At Jim Hansen’s now famous congressional testimony given in the hot summer of 1988, he showed GISS model projections of continued global warming assuming further increases in human produced greenhouse gases. This was one of the earliest transient climate model experiments and so rightly gets a fair bit of attention when the reliability of model projections are discussed. There have however been an awful lot of mis-statements over the years – some based on pure dishonesty, some based on simple confusion. Hansen himself (and, for full disclosure, my boss), revisited those simulations in a paper last year, where he showed a rather impressive match between the recently observed data and the model projections. But how impressive is this really? and what can be concluded from the subsequent years of observations?
In the original 1988 paper, three different scenarios were used A, B, and C. They consisted of hypothesised future concentrations of the main greenhouse gases – CO2, CH4, CFCs etc. together with a few scattered volcanic eruptions. The details varied for each scenario, but the net effect of all the changes was that Scenario A assumed exponential growth in forcings, Scenario B was roughly a linear increase in forcings, and Scenario C was similar to B, but had close to constant forcings from 2000 onwards. Scenario B and C had an ‘El Chichon’ sized volcanic eruption in 1995. Essentially, a high, middle and low estimate were chosen to bracket the set of possibilities. Hansen specifically stated that he thought the middle scenario (B) the “most plausible”.
These experiments were started from a control run with 1959 conditions and used observed greenhouse gas forcings up until 1984, and projections subsequently (NB. Scenario A had a slightly larger ‘observed’ forcing change to account for a small uncertainty in the minor CFCs). It should also be noted that these experiments were single realisations. Nowadays we would use an ensemble of runs with slightly perturbed initial conditions (usually a different ocean state) in order to average over ‘weather noise’ and extract the ‘forced’ signal. In the absence of an ensemble, this forced signal will be clearest in the long term trend.

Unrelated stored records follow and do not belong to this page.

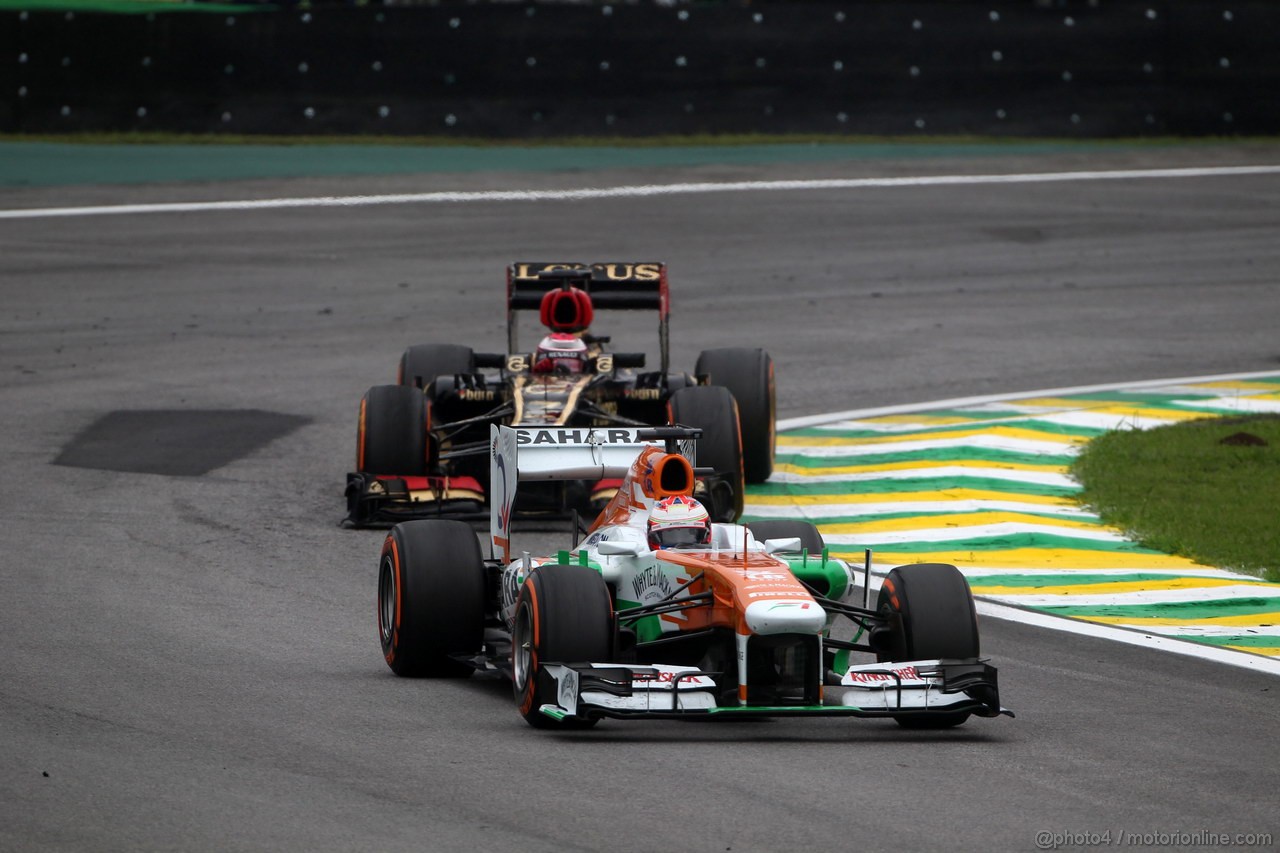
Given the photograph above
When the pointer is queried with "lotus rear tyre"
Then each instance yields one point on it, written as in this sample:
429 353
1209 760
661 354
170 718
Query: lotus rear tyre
392 436
713 410
937 619
748 373
810 538
421 364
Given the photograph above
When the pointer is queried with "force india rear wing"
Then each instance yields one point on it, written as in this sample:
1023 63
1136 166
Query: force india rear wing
611 284
565 454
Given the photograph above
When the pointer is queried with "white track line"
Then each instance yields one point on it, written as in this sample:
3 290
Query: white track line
635 191
1037 619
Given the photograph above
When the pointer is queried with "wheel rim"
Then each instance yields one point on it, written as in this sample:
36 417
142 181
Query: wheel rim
522 647
387 600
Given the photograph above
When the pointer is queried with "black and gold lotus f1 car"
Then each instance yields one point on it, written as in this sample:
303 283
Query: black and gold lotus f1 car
423 443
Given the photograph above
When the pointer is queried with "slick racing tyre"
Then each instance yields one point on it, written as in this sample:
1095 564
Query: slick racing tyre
712 410
787 528
393 432
421 364
938 621
749 375
430 598
563 615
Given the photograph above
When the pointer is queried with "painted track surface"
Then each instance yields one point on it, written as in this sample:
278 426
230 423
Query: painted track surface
192 660
984 486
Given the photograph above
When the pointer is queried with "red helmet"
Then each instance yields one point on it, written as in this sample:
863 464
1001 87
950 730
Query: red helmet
679 521
561 352
566 310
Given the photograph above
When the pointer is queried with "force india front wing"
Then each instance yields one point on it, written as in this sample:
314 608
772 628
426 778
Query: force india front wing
917 688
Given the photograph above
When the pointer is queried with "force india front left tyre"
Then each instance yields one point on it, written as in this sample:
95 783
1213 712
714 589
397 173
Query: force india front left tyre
937 620
430 598
563 615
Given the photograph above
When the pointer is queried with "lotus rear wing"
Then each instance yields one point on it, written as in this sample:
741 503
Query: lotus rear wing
612 286
565 454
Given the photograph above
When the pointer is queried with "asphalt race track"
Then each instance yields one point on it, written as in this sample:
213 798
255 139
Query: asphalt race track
190 656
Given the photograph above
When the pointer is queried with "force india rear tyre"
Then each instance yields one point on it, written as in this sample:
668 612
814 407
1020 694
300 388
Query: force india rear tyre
938 621
713 410
392 434
748 373
430 598
563 615
421 364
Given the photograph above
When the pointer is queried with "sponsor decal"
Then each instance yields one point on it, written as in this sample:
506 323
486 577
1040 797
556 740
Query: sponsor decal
764 574
511 580
529 437
600 272
566 694
906 674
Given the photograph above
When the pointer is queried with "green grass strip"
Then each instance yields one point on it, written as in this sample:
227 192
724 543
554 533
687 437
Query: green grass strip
912 484
927 455
1173 610
1066 579
1206 489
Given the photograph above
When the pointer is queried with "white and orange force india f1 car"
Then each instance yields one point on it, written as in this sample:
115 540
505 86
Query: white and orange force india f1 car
740 624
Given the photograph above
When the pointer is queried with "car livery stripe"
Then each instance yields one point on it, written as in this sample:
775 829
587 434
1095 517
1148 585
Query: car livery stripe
984 484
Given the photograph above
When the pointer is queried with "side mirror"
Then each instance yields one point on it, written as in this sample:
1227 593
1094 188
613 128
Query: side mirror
618 548
790 543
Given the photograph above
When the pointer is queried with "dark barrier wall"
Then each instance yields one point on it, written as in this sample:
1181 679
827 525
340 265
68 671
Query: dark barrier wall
1000 67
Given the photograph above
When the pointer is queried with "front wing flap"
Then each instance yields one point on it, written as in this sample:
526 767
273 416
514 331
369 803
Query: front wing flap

How can we tell how successful the projections were?
Firstly, since the projected forcings started in 1984, that should be the starting year for any analysis, giving us just over two decades of comparison with the real world. The delay between the projections and the publication is a reflection of the time needed to gather the necessary data, churn through the model experiments and get results ready for publication. If the analysis uses earlier data i.e. 1959, it will be affected by the ‘cold start’ problem -i.e. the model is starting with a radiative balance that real world was not in. After a decade or so that is less important. Secondly, we need to address two questions – how accurate were the scenarios and how accurate were the modelled impacts.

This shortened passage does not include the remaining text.